« (...) Havia tropas
amigas na rua, nos últimos dias era duma evidência transparente que ficaria sem
cabeça quem a expusesse, e por isso Gaspar não compreende, sabe só que as
tropas nunca se movimentam sem ordens, não sabe ainda que nunca saberá donde
tais ordens vieram. Mas vai, porque já não pode recuar. Vai para uma base
militar onde encontra confinada num salão toda a oficialidade, pastoreada pela
tropa alevantada enquanto joga às damas, enquanto dá umas tacadas no bilhar,
enquanto a meia voz comenta o insólito, quem sabe se inesperado, súbito lance.

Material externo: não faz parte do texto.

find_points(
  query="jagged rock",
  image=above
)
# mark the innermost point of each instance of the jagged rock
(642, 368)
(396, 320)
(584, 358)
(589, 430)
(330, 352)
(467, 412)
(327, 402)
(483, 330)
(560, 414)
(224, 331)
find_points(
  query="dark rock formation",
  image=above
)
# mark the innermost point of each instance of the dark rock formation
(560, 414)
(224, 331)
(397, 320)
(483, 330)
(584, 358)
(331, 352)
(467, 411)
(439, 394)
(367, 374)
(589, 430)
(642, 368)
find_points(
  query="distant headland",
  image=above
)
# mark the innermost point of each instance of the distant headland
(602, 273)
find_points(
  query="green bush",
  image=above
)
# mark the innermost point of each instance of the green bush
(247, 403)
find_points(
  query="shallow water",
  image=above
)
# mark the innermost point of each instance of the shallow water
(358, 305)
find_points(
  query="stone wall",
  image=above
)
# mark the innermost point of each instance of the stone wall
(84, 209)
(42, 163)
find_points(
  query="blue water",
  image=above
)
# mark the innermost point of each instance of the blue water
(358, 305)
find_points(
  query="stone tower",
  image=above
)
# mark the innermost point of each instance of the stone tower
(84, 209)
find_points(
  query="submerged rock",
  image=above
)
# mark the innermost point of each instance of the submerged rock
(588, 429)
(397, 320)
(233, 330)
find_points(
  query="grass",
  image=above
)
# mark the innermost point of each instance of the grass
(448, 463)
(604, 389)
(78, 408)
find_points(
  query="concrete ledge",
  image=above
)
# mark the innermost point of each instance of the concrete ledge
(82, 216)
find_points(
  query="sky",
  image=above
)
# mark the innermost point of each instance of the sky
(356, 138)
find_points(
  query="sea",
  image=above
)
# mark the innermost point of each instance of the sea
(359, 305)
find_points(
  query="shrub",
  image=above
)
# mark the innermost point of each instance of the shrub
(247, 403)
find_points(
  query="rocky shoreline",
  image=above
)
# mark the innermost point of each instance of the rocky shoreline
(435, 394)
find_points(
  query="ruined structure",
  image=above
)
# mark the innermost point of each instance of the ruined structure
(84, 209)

Gaspar ensaia uma explicação do que está a acontecer, tenta mostrar os limites
da sublevação, procura legitimar-lhe os objectivos. Ainda não sabe que a razão
não desempenha aqui qualquer papel, outros são os motivos que levam os homens a
ver, não o que está, mas o que querem ver, numa revolução. E ele próprio é quem
vê, pela primeira vez, o ódio nos olhos dos camaradas de ontem, o ódio nos
olhos dos companheiros de África de ontem, que lhe chamam traidor e não
entendem, alguns cospem-lhe aos pés e não entendem que se possa desejar outra
coisa, que se pretenda substituir a definitiva rigidez de cadáver dos códigos
deontológicos pelo calor suado e desprezível do povo, não entendem que se possa
trocar esta vazia, mas certa, segurança, pela duvidosa aventura de indefinidas
utopias, por sonhos incertos de transformar o mundo, assim é a tropa, a
fingir-nos a vida para nos interditar o ofício de a criarmos, e eles sem
entenderem que chegou o momento do resgate, e que não o aproveitar será deixar
toda a história a meio. (...)».
[As Aves Levantam Contra o Vento, Quasi Edições, Famalicão, 2007]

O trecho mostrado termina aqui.